We have tested how introducing an unordered beam search algorithm, a staple in computer science, to modify the order of sequence editing, is compared to a more flexible, random ordering approach. We also create a new hybrid, gradient EVO, that enhances the indicated evolutionary algorithm by using model gradients to guide its mutations, and independently assess how important the gradient is to select a particular edit and how important it is to select a particular edit.
We also developed Adabeam, a hybrid adaptive beam search algorithm that combines the best-performing non-gradient design algorithm, Adalead, with the most effective elements of unordered beam search. Adaptive search algorithms are usually not considered randomly. Instead, their actions change as a result of searching to focus their efforts on the most promising areas of the sequence space. Adabeam's hybrid approach maintains a “beam”, or collection of the best candidate sequences ever found, greedily expanding particularly promising candidates until they are thoroughly investigated.
In reality, Adabeam starts with a group of candidate sequences and their scores. In each round, select a small group of highest score sequences that will first act as “parents.” For each parent, Adabeam generates a new set of “child” sequences by randomizing a random number of random but induced mutations. Then, following a short, greedy search path, the algorithm can quickly “walking” uphill in fitness situations. After thorough research, all newly generated children are pooled together, and the algorithm selects the absolute best child, forms the starting population for the next round, and repeats the cycle. This process of adaptive selection and target mutations allow Adabeam to efficiently concentrate on high-performance sequences.

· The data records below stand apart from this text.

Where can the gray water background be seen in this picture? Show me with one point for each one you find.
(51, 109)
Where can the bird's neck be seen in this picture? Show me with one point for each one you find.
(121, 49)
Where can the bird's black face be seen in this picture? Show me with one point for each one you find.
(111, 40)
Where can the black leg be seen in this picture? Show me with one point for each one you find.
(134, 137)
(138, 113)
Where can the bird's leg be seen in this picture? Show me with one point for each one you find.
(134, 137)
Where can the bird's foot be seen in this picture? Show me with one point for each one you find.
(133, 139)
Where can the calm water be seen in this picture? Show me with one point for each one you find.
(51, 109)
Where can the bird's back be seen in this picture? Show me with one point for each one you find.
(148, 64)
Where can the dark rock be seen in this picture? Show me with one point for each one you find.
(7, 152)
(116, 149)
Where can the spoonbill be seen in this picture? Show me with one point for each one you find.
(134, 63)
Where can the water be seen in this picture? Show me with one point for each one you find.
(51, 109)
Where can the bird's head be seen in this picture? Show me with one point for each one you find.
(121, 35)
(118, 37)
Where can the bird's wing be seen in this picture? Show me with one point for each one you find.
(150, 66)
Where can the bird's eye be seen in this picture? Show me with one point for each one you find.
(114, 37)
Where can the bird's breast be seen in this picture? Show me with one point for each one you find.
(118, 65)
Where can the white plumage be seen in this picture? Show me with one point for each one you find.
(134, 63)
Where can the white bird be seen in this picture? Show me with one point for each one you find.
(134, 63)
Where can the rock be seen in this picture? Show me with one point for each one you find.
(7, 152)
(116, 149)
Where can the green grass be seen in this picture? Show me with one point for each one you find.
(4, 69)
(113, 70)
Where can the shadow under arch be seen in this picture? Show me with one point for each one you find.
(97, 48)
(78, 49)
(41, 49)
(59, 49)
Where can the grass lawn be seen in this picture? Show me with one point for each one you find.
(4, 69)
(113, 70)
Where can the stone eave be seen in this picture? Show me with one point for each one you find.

Computer-aided design tasks create difficult engineering problems due to the very large search space. These difficulties become more severe as they design longer sequences, such as mRNA sequences, and guide the design using modern, large-scale neural networks. Adabeam is particularly efficient in long sequences by using stochastic sampling of fixed calculations rather than calculations that scale by sequence length. To enable Adabeam to work on large models, we reduce peak memory consumption during design by introducing a trick called “Gradient Concatenation.” However, existing design algorithms that do not have these capabilities are difficult to scale to long sequences and large models. Gradient-based algorithms are particularly affected. To facilitate fair comparisons, limit the length of the designed sequence, even if Adabeam can scale more. For example, even if the DNA expression prediction model Enformer is run with ~200k nucleotide sequences, it will limit the design to just 256 nucleotides.